Deduction under Section 80G of the Income Tax Act

July 13, 2010 3 comments

Recently, a payroll manager in a customer organization asked us if his organization can accept information on charitable donations made by employees for calculating deduction under Section 80G of the Income Tax Act. Let us take a look at the conditions that payroll managers should consider while calculating deduction under Section 80G.

1. Consider only specified donations.

According to Section 80G, donation to funds and charitable institutions, which have obtained approval from the Income Tax Department, can be considered for calculation of deduction. You can read the text of Section 80G by clicking here. However, the Income Tax Department has specified that an employer can accept information on only certain donations (such as those to The Prime Minister’s Drought Relief Fund) for the sake of calculating deduction on salary.
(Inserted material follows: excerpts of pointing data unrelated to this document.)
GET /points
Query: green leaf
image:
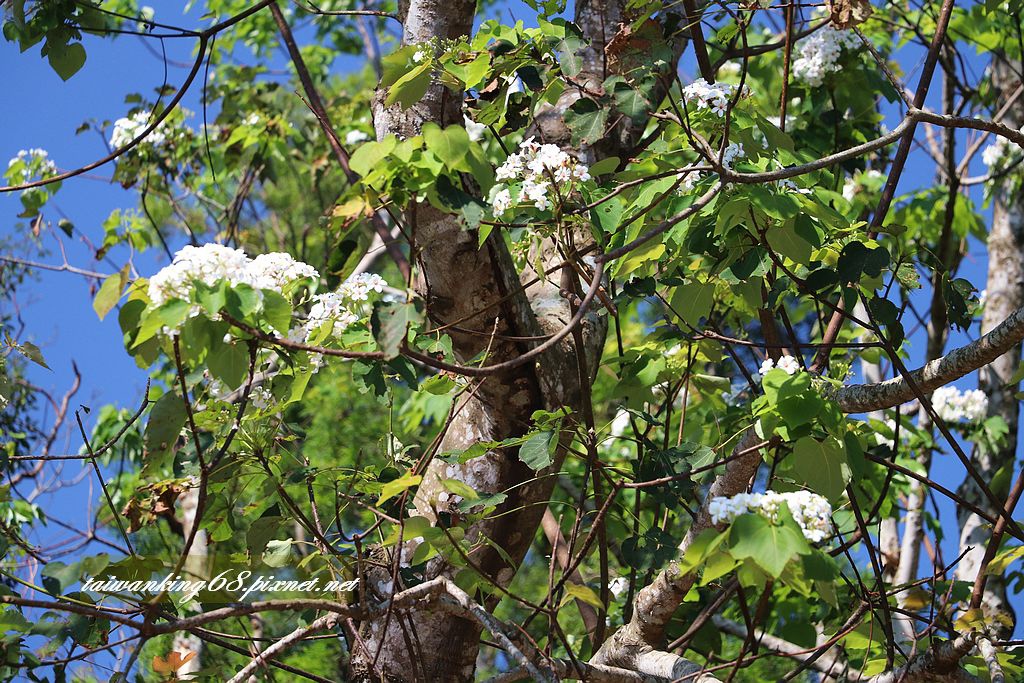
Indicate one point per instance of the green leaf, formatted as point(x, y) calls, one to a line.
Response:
point(390, 322)
point(110, 293)
point(537, 453)
point(651, 251)
point(166, 421)
point(587, 120)
point(367, 157)
point(395, 486)
point(857, 259)
point(693, 301)
point(276, 310)
point(770, 546)
point(821, 466)
point(67, 59)
point(568, 49)
point(650, 550)
point(229, 364)
point(278, 553)
point(410, 88)
point(451, 144)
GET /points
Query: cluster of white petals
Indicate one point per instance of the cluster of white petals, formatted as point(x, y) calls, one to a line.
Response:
point(341, 308)
point(706, 95)
point(819, 54)
point(786, 364)
point(45, 167)
point(127, 129)
point(542, 171)
point(953, 404)
point(811, 512)
point(732, 152)
point(213, 263)
point(1000, 154)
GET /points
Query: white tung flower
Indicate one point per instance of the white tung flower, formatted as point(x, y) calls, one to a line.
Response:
point(786, 364)
point(127, 129)
point(716, 97)
point(731, 153)
point(213, 263)
point(952, 406)
point(811, 512)
point(545, 173)
point(819, 53)
point(38, 158)
point(501, 202)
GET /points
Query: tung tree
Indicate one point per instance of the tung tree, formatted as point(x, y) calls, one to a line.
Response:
point(619, 344)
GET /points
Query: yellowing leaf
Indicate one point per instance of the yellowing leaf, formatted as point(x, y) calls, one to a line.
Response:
point(353, 207)
point(172, 662)
point(392, 488)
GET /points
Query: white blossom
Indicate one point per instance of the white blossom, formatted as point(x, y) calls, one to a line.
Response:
point(952, 406)
point(819, 53)
point(544, 172)
point(811, 512)
point(355, 136)
point(342, 307)
point(127, 129)
point(213, 263)
point(501, 202)
point(276, 270)
point(786, 364)
point(732, 152)
point(716, 97)
point(36, 157)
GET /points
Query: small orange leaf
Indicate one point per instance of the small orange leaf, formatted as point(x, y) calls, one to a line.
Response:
point(172, 662)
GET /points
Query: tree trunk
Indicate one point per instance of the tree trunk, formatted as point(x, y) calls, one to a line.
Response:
point(480, 288)
point(1005, 295)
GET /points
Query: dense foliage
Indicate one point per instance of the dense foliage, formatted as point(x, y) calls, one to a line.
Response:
point(537, 270)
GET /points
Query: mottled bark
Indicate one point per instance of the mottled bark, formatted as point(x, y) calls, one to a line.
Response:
point(195, 566)
point(1005, 295)
point(478, 290)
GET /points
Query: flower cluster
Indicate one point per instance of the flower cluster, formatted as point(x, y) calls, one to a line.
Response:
point(34, 162)
point(819, 54)
point(127, 129)
point(705, 95)
point(811, 512)
point(341, 307)
point(213, 263)
point(475, 130)
point(786, 364)
point(732, 152)
point(545, 172)
point(1000, 154)
point(953, 406)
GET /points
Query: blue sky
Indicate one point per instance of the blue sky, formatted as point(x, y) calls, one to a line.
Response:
point(43, 112)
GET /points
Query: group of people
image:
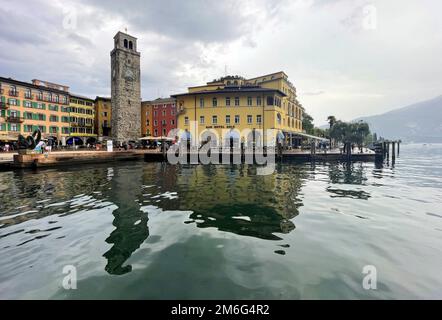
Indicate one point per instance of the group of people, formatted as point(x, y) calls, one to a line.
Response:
point(6, 148)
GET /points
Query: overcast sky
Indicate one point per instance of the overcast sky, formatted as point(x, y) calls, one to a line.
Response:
point(348, 58)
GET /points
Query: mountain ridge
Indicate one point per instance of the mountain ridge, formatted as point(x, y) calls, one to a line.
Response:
point(417, 122)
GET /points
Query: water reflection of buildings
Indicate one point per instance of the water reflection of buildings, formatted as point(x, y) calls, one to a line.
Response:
point(29, 192)
point(234, 199)
point(130, 223)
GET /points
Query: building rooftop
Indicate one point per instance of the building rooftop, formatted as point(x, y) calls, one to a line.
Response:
point(160, 101)
point(233, 90)
point(32, 85)
point(81, 97)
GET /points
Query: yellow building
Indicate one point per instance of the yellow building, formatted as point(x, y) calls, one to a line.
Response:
point(26, 107)
point(82, 120)
point(103, 117)
point(235, 107)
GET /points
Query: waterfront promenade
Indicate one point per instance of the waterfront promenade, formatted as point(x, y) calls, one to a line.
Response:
point(63, 158)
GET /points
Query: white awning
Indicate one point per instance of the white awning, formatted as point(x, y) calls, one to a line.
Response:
point(305, 135)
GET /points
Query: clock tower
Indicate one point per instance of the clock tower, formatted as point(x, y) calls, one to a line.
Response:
point(126, 89)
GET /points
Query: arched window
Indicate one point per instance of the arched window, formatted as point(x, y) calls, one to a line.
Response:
point(278, 117)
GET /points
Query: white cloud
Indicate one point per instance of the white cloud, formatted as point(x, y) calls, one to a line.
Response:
point(337, 66)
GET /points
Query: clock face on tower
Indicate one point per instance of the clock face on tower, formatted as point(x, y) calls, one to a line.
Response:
point(129, 75)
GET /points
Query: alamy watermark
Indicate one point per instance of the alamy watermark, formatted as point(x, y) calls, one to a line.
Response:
point(369, 17)
point(255, 147)
point(70, 19)
point(70, 280)
point(370, 281)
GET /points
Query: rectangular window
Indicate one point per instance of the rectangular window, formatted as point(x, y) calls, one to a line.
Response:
point(28, 94)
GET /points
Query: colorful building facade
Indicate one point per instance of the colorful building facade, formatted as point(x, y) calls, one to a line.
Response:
point(26, 107)
point(159, 117)
point(103, 117)
point(146, 119)
point(82, 120)
point(241, 108)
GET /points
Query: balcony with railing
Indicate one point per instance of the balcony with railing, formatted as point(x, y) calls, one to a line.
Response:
point(13, 93)
point(14, 119)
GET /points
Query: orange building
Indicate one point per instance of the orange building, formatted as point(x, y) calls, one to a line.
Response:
point(26, 107)
point(103, 117)
point(146, 119)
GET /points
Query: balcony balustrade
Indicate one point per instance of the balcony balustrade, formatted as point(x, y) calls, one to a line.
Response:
point(14, 119)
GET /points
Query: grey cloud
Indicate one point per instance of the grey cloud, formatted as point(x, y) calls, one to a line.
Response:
point(318, 93)
point(197, 20)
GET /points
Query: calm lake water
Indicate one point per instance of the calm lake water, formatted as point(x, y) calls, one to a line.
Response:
point(138, 230)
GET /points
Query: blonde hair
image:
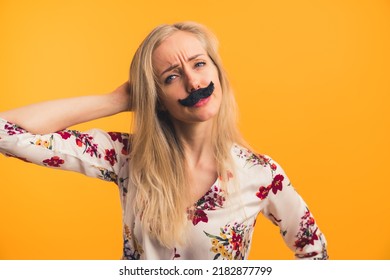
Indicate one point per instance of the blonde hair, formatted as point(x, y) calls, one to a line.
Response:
point(157, 161)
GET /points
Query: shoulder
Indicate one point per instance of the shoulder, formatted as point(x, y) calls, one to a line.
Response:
point(256, 166)
point(247, 158)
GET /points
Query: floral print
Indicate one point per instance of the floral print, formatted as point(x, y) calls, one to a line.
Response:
point(132, 250)
point(220, 223)
point(213, 199)
point(307, 232)
point(53, 161)
point(83, 140)
point(232, 243)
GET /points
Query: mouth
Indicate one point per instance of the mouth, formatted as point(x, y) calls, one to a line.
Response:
point(198, 97)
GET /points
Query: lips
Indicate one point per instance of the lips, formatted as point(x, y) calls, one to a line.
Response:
point(197, 95)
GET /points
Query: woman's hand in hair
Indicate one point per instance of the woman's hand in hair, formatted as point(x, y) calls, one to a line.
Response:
point(55, 115)
point(121, 97)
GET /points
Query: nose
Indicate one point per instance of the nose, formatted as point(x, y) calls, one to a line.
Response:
point(192, 82)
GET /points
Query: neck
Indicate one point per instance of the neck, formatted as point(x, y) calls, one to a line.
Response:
point(197, 141)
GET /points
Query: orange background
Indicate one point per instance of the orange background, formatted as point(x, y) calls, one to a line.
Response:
point(312, 83)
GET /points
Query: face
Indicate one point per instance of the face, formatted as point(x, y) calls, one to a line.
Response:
point(182, 65)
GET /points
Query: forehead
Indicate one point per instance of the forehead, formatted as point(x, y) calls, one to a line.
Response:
point(177, 47)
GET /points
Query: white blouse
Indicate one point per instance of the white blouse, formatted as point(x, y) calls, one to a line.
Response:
point(221, 223)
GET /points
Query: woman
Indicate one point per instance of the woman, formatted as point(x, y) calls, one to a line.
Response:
point(190, 187)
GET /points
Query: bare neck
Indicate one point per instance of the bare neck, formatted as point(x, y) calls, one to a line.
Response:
point(197, 142)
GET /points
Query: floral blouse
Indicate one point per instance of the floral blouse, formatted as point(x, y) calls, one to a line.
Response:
point(221, 223)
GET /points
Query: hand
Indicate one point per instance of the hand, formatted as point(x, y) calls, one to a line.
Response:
point(122, 97)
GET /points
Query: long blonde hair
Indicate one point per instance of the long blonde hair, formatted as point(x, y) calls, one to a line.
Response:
point(157, 161)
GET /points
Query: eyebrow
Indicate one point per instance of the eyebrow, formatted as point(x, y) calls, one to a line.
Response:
point(177, 65)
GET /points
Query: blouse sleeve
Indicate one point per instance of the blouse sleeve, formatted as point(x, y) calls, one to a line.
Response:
point(94, 153)
point(286, 209)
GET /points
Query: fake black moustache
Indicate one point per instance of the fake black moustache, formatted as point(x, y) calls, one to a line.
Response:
point(197, 95)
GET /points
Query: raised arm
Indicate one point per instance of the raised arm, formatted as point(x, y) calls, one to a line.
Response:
point(67, 112)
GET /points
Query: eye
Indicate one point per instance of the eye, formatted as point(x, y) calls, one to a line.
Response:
point(170, 78)
point(200, 64)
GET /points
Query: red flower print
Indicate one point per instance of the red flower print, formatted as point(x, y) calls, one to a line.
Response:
point(236, 240)
point(306, 240)
point(125, 149)
point(277, 183)
point(308, 231)
point(263, 192)
point(79, 142)
point(64, 134)
point(110, 156)
point(115, 136)
point(176, 254)
point(23, 159)
point(54, 161)
point(199, 216)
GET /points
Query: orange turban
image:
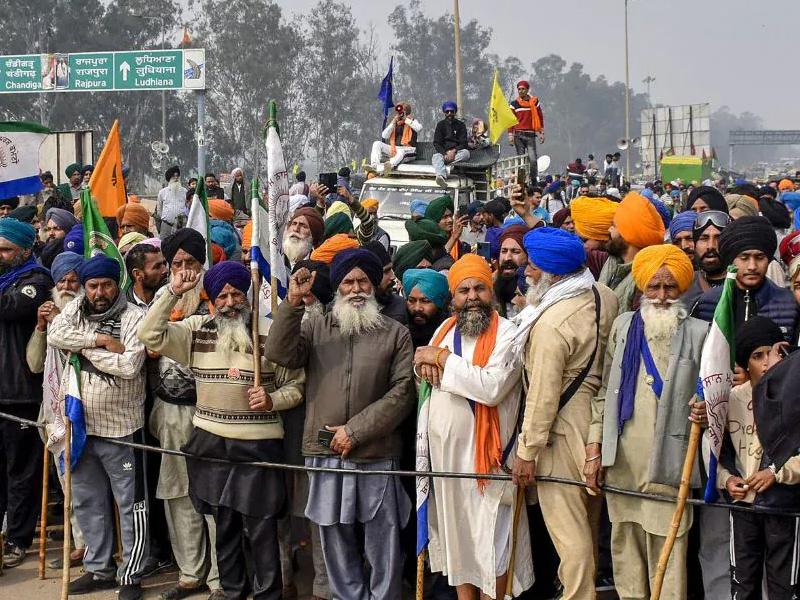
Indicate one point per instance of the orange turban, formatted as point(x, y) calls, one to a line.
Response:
point(330, 247)
point(135, 214)
point(220, 209)
point(638, 221)
point(469, 265)
point(651, 259)
point(593, 217)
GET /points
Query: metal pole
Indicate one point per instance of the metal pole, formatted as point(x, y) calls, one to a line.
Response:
point(457, 23)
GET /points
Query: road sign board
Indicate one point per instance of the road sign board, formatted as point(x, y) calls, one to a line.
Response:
point(103, 71)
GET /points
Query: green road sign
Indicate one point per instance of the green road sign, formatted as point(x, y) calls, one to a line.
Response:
point(103, 71)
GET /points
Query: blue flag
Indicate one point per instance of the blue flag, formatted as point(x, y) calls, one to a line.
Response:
point(385, 93)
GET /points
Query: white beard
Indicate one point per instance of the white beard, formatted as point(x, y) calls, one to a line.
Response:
point(296, 249)
point(61, 299)
point(537, 289)
point(233, 334)
point(356, 320)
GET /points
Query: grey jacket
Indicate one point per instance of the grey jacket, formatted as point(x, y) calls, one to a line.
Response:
point(363, 382)
point(672, 424)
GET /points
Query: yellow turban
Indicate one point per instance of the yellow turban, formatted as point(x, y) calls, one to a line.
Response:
point(593, 217)
point(651, 259)
point(638, 221)
point(333, 245)
point(469, 265)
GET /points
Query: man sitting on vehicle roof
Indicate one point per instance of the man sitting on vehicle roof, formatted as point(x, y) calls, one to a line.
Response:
point(400, 141)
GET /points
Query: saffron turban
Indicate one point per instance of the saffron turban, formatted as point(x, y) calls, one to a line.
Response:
point(651, 259)
point(593, 217)
point(638, 221)
point(17, 232)
point(220, 209)
point(409, 255)
point(135, 214)
point(347, 260)
point(469, 266)
point(226, 272)
point(554, 250)
point(681, 223)
point(432, 284)
point(330, 247)
point(100, 267)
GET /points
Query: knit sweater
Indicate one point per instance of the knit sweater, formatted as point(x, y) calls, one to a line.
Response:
point(222, 380)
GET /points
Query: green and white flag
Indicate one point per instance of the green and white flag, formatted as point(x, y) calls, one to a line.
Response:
point(97, 239)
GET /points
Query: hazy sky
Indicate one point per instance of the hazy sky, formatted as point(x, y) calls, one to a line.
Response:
point(718, 51)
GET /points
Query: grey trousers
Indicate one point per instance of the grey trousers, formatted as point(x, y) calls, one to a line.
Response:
point(105, 469)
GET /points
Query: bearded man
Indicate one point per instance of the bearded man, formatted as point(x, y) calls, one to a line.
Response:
point(641, 421)
point(470, 428)
point(233, 420)
point(563, 332)
point(360, 389)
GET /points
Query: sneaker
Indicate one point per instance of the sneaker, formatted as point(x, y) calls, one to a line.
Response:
point(132, 591)
point(88, 583)
point(13, 555)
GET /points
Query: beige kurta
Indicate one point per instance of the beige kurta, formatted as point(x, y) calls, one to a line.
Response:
point(470, 532)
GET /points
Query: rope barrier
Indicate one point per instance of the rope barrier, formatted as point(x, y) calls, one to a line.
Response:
point(438, 474)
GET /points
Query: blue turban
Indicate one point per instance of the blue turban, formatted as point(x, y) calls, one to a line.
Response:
point(432, 284)
point(100, 267)
point(222, 273)
point(347, 260)
point(18, 233)
point(554, 250)
point(73, 242)
point(682, 222)
point(419, 207)
point(64, 263)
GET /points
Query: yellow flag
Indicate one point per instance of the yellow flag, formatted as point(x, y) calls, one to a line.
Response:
point(501, 117)
point(106, 182)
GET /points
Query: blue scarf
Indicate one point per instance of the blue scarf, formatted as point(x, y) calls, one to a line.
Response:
point(7, 279)
point(636, 348)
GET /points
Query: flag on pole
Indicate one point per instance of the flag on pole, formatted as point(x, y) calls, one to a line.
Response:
point(501, 117)
point(107, 182)
point(198, 217)
point(73, 406)
point(277, 201)
point(97, 239)
point(423, 464)
point(717, 362)
point(19, 158)
point(385, 93)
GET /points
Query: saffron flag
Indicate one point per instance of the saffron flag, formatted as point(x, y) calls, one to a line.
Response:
point(97, 239)
point(717, 362)
point(107, 182)
point(198, 217)
point(277, 201)
point(19, 158)
point(501, 117)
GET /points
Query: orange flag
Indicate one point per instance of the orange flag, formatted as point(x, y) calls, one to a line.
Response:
point(108, 187)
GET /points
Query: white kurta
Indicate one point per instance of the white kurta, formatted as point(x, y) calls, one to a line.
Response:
point(470, 532)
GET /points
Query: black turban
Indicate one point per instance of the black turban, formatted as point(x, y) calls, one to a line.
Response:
point(756, 332)
point(710, 195)
point(186, 239)
point(321, 287)
point(747, 233)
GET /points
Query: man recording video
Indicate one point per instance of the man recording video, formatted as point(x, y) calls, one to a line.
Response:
point(399, 141)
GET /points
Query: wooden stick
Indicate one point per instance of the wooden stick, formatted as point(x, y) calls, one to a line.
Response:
point(517, 509)
point(420, 575)
point(683, 494)
point(67, 508)
point(43, 517)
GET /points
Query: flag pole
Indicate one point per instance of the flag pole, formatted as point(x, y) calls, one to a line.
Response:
point(683, 494)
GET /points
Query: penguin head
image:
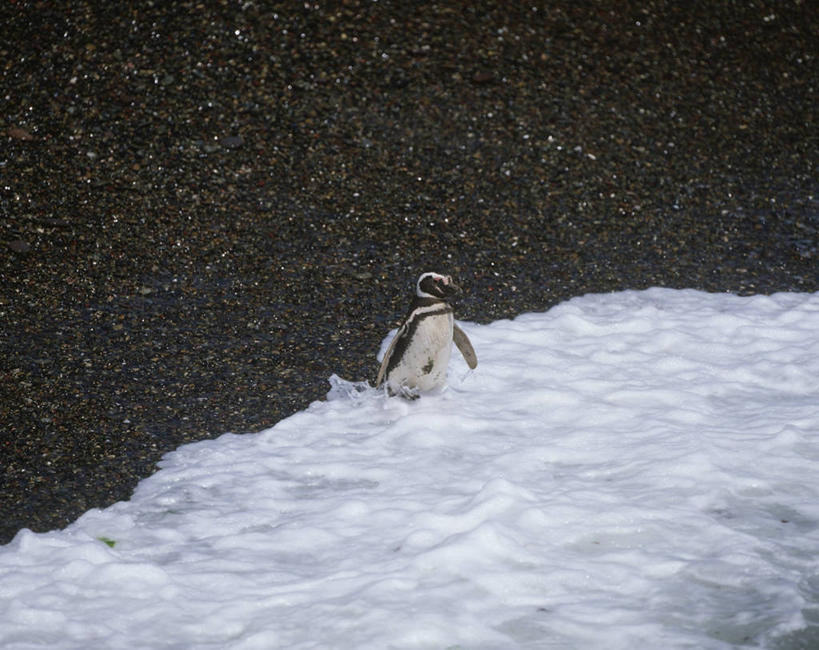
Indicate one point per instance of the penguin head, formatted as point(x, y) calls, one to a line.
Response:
point(435, 285)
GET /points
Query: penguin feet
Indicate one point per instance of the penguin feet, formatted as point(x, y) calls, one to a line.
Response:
point(407, 393)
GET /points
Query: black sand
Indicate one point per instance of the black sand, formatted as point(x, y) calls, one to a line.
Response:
point(208, 208)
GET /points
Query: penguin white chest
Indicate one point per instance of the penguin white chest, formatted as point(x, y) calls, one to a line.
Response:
point(424, 360)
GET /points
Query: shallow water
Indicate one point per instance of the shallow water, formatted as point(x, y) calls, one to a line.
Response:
point(634, 470)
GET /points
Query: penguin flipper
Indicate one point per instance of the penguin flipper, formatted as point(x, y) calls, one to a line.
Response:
point(462, 341)
point(382, 371)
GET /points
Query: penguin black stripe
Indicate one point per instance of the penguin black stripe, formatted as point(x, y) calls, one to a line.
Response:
point(410, 327)
point(417, 358)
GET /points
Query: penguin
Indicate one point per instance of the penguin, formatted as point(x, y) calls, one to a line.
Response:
point(417, 357)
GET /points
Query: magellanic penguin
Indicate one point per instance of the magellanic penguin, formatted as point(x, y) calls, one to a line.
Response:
point(417, 358)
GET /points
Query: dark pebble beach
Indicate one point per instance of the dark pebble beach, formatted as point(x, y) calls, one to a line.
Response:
point(208, 208)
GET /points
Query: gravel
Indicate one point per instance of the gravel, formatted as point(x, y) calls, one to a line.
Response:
point(208, 208)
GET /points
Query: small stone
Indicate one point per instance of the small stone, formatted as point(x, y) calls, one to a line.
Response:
point(19, 246)
point(232, 141)
point(19, 133)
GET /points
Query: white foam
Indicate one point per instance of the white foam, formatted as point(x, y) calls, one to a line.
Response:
point(627, 470)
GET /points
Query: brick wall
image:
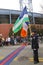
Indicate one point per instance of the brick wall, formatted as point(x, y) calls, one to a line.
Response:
point(4, 29)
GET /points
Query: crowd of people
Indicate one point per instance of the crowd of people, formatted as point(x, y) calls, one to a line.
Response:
point(9, 40)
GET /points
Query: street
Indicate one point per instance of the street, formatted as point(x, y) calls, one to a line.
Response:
point(24, 55)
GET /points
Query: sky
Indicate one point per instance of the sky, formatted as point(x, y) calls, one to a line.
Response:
point(14, 5)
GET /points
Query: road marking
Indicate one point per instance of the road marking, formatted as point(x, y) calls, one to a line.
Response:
point(1, 58)
point(40, 59)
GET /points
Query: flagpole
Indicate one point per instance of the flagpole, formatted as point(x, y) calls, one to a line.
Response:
point(30, 29)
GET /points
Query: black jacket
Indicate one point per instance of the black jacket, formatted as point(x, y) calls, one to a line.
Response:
point(35, 44)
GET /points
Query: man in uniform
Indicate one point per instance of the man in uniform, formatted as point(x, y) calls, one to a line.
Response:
point(35, 46)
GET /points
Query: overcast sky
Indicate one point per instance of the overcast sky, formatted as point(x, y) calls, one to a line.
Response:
point(14, 4)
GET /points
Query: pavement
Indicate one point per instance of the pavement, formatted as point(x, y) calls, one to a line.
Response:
point(19, 55)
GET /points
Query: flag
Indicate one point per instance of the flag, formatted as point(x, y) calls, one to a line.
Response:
point(21, 19)
point(24, 30)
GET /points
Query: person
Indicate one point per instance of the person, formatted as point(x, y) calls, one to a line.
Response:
point(35, 46)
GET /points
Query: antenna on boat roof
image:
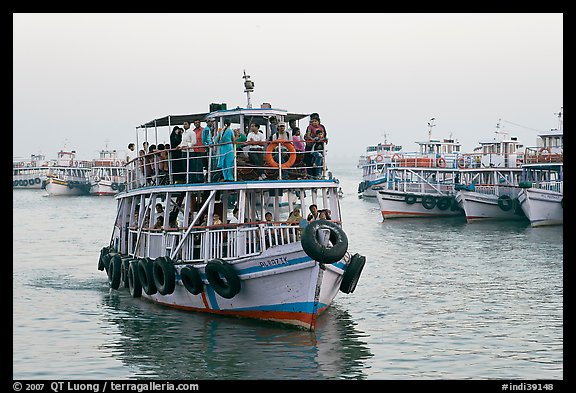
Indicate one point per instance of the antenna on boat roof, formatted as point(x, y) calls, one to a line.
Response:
point(430, 125)
point(559, 114)
point(248, 88)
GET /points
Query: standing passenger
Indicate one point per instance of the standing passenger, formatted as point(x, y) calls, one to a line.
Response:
point(176, 155)
point(225, 138)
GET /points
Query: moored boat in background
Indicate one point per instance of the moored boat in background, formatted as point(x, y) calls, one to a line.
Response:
point(32, 173)
point(200, 235)
point(421, 184)
point(108, 175)
point(542, 188)
point(69, 176)
point(489, 179)
point(373, 164)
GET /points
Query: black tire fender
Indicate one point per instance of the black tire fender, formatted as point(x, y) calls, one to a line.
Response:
point(428, 201)
point(191, 280)
point(223, 278)
point(317, 251)
point(352, 273)
point(444, 203)
point(164, 275)
point(505, 202)
point(134, 285)
point(115, 271)
point(146, 276)
point(410, 199)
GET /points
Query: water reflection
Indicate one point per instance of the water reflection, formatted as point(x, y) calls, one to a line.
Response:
point(157, 342)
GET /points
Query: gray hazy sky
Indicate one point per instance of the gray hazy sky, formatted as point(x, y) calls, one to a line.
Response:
point(81, 81)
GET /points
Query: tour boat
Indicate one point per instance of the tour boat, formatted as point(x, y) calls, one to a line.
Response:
point(108, 175)
point(421, 184)
point(69, 176)
point(373, 164)
point(195, 235)
point(541, 196)
point(30, 174)
point(490, 179)
point(542, 188)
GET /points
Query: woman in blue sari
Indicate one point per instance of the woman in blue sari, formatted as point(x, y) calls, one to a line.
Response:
point(224, 138)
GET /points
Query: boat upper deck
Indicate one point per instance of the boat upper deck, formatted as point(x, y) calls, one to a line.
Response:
point(226, 155)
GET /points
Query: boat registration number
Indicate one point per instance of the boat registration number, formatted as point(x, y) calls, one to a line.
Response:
point(274, 262)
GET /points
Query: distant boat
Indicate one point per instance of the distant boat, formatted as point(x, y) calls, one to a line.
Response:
point(108, 175)
point(542, 188)
point(69, 176)
point(421, 184)
point(373, 164)
point(176, 242)
point(30, 174)
point(489, 179)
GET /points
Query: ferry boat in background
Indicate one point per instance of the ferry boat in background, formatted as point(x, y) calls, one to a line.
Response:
point(69, 176)
point(421, 184)
point(373, 164)
point(195, 252)
point(108, 175)
point(30, 174)
point(542, 188)
point(489, 179)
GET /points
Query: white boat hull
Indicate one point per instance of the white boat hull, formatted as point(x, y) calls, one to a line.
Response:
point(479, 206)
point(296, 273)
point(37, 182)
point(393, 205)
point(542, 207)
point(57, 187)
point(104, 187)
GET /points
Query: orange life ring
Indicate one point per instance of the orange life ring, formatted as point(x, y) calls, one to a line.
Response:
point(544, 150)
point(461, 163)
point(269, 156)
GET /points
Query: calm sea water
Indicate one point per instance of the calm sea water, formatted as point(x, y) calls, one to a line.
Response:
point(438, 299)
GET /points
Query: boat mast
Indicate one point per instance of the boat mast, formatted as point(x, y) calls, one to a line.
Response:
point(430, 125)
point(559, 114)
point(248, 88)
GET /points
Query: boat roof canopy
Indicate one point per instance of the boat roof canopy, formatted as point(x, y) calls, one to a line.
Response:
point(232, 114)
For other donations, employees should seek tax relief in their tax return filed with the Income Tax Department and cannot route the same through the employer.

Please click the link below and scroll down to the bottom of the page to read the department’s notification on this.

http://www.incometaxindia.gov.in/publications/2_TDS_On_Salaries/Chapter06.asp

To quote from the page pertaining to the above link,

“In respect of section 80G, no deduction should be allowed by the employer/DDO, from the salary income in respect of any donations made for charitable purposes. The tax relief on such donations as admissible u/s 80G will have to be claimed by the taxpayer in the return of income. However, DDOs, on due verification, may allow donations to the following bodies……”

Any donation to a fund/institution not featured in list specified by the Income Tax Department (presented in the above page) should not be considered by the employer for Section 80G deduction calculation.

2. Check proof of donation.

Even if the donation pertains to a fund/institution which can be considered by the employer, please scrutinize the proof of donation in order to check the veracity of the donation. Only donations in cash should be considered. In addition, the donation should have been made in the year in which the deduction is sought.

3. Apply the correct deduction percentage.

Please apply the correct percentage (50% or 100%) as specified by the Income Tax Department for each of the donations while calculating the extent to which the donation can be considered for deduction.

4. Limit on deduction under Section 80G.

For all donations that an employer can consider for calculation of deduction, there is no limit on the total deduction that can be claimed under Section 80G. For example, employees can claim deduction under Section 80G to the extent of even their total income (leading to zero taxable income).

When employees claim deduction under Section 80G by submitting information on donations directly to the Income Tax Department, the aggregate deduction on account of some of the donations is limited to 10% of the employee’s “Gross Total Income.” The term Gross Total Income is defined in the Income Tax Act. Employees need to know for which of the donations the 10% limit is applicable when they seek tax relief under Section 80G in their income tax return.